Oprócz tego trzeba też jakoś inaczej te dialogi nagrywać, by np. możliwe stało się wcinanie się w czyjąś wypowiedź, bo obecnie każdy wygłasza spokojnie swoją kwestię i czeka na początek nagrania kolejnego NPCa, co cholernie zaburza poczucie realności świata.
Poza tym aktorzy mogliby się pozbyć tej sztucznej egzaltacji i nazbyt usilnego stylizowania głosu, jakby była to kreskówka dla dzieci. Dotyczy to zwłaszcza polskich dubbingów, nie wyłączając chwalonego Wiedźmina.
poczatek video chaotyczny
Fajny i ciekawy materiał, temat rzeka ale faktycznie zostały poruszone najbardziej denerwujące rzeczy w obecnych grach.
Praktycznie wszyscy co pisali przede mna wymienili to co i mnie irytuje, więc wymienię swoje denerwujące rzeczy:
-Zbyt długie przechodzenie danego etapu bez zapisu, źle dobrane checkpointy w związku z tym często się powtarza dany moment,
- brak wyłączenia niektórych cut scenek zwłaszcza jak checkpoint był zaraz przed,
-spłycania i ułatwianie rozgrywki poprzez nachalne "go to", wyskakiwanie klawiszy co należy zrobić,
- brak możliwości wybrania najwyższego poziomu trudności od razu tylko gra wymaga przejścia na niższym, sztucznie wydłużanie rozgrywki.
- irytujące QTE wciskane na siłę w wielu grach.
Co do regeneracji zdrowia to przyzwyczaiłem się do tego tak jak i wcześniej do apteczek:) Nie jest to najlepsza mechanika zdrowia ale apteczki też do końca nie były takie super.
Znajdźki raczej lubię i często łażę po różnych kątach i zakamarkach:) Są ciekawsze inne mniej, ale jakaś mała satysfakcja jest ze znalezienia wszystkich.
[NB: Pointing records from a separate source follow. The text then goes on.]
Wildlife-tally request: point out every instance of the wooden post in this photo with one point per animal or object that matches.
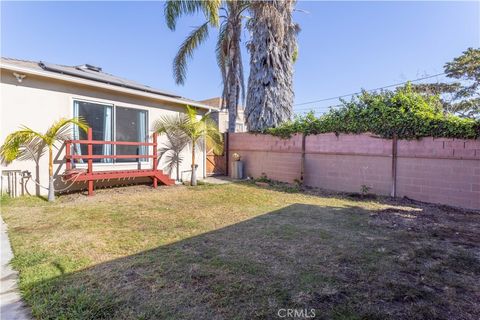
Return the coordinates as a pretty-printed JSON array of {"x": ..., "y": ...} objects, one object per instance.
[
  {"x": 225, "y": 152},
  {"x": 155, "y": 159},
  {"x": 302, "y": 165},
  {"x": 394, "y": 166},
  {"x": 90, "y": 161},
  {"x": 67, "y": 155}
]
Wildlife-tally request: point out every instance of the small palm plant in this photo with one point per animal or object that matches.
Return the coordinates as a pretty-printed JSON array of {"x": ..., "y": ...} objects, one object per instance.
[
  {"x": 171, "y": 152},
  {"x": 196, "y": 130},
  {"x": 26, "y": 144}
]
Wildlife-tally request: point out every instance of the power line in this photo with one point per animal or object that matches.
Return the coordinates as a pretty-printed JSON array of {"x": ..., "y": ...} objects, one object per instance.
[{"x": 389, "y": 86}]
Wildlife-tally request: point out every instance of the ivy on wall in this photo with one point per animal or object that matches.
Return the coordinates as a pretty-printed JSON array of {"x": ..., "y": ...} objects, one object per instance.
[{"x": 403, "y": 112}]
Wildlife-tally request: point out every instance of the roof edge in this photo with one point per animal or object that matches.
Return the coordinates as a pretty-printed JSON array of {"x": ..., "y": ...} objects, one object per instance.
[{"x": 96, "y": 84}]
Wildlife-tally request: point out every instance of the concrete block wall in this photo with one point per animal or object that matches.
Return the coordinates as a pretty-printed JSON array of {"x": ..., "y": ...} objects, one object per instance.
[
  {"x": 347, "y": 162},
  {"x": 279, "y": 159},
  {"x": 444, "y": 171}
]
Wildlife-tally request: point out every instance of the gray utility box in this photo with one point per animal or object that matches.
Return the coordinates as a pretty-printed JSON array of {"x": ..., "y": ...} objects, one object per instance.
[{"x": 237, "y": 169}]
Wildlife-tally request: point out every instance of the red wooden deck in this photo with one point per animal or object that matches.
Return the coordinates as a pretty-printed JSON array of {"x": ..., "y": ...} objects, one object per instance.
[{"x": 90, "y": 176}]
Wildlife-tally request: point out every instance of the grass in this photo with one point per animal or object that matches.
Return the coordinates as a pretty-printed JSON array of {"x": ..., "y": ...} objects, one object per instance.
[{"x": 239, "y": 251}]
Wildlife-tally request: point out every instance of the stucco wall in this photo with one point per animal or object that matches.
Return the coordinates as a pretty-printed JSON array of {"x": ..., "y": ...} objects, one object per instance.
[
  {"x": 445, "y": 171},
  {"x": 39, "y": 101}
]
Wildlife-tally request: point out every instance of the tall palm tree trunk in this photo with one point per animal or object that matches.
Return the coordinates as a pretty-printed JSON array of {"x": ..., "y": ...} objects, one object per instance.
[
  {"x": 51, "y": 187},
  {"x": 272, "y": 45},
  {"x": 234, "y": 67},
  {"x": 193, "y": 177}
]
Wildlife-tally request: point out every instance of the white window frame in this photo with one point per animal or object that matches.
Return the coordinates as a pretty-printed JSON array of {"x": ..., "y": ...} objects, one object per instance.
[{"x": 114, "y": 133}]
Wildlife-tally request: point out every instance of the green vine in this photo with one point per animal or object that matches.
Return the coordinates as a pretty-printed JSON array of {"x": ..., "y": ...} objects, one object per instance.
[{"x": 404, "y": 112}]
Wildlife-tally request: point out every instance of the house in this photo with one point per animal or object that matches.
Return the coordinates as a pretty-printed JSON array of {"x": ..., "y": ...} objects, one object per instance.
[
  {"x": 36, "y": 94},
  {"x": 220, "y": 115}
]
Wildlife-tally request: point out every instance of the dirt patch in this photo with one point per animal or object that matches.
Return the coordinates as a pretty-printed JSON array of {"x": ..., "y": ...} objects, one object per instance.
[{"x": 244, "y": 251}]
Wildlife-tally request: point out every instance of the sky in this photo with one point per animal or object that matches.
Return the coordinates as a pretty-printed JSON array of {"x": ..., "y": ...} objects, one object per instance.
[{"x": 343, "y": 46}]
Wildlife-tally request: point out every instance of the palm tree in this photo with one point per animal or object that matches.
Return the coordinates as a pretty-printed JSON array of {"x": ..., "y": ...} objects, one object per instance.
[
  {"x": 171, "y": 152},
  {"x": 272, "y": 52},
  {"x": 26, "y": 144},
  {"x": 227, "y": 16},
  {"x": 198, "y": 131}
]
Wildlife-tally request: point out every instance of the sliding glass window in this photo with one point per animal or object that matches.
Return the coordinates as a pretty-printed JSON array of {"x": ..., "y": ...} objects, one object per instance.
[
  {"x": 130, "y": 125},
  {"x": 99, "y": 118},
  {"x": 111, "y": 123}
]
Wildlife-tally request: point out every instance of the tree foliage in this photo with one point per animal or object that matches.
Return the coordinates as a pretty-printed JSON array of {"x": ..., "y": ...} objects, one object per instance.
[
  {"x": 227, "y": 16},
  {"x": 28, "y": 144},
  {"x": 404, "y": 113},
  {"x": 461, "y": 97},
  {"x": 273, "y": 49},
  {"x": 189, "y": 128}
]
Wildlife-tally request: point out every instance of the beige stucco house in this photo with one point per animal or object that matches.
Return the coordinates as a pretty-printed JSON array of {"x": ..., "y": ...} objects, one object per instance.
[
  {"x": 36, "y": 94},
  {"x": 220, "y": 115}
]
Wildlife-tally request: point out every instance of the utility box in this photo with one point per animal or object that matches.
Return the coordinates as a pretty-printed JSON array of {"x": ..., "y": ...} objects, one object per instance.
[{"x": 237, "y": 169}]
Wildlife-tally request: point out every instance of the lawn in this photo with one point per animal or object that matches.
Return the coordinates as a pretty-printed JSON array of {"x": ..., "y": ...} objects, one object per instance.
[{"x": 240, "y": 251}]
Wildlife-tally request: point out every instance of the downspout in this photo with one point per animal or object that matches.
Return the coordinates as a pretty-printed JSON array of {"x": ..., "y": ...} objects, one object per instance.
[
  {"x": 302, "y": 164},
  {"x": 204, "y": 160},
  {"x": 394, "y": 166}
]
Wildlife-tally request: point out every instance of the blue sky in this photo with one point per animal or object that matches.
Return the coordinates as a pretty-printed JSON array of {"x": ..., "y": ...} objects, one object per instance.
[{"x": 344, "y": 46}]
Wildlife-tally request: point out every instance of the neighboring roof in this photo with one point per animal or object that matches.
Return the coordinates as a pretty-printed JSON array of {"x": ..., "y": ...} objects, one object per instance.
[
  {"x": 217, "y": 103},
  {"x": 214, "y": 102},
  {"x": 96, "y": 76}
]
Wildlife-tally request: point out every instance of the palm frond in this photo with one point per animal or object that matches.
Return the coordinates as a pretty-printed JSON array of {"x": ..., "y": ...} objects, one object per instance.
[
  {"x": 186, "y": 50},
  {"x": 170, "y": 151},
  {"x": 213, "y": 137},
  {"x": 32, "y": 150},
  {"x": 12, "y": 146},
  {"x": 175, "y": 8}
]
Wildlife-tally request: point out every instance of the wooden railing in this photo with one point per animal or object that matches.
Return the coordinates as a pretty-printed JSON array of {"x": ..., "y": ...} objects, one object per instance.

Najciekawsze to były z Mafii 2, miały motywację do szukania:D
I "last but no least" chamsko wycięte kawałki z głównej gry i wydane w postaci dlc. Pomijam płatne skórki/bronie/mapy (które nie dodają fabuły) bo to olewam, nie jestem maniakiem żeby wydawać dodatkową kasę na take pierdółki.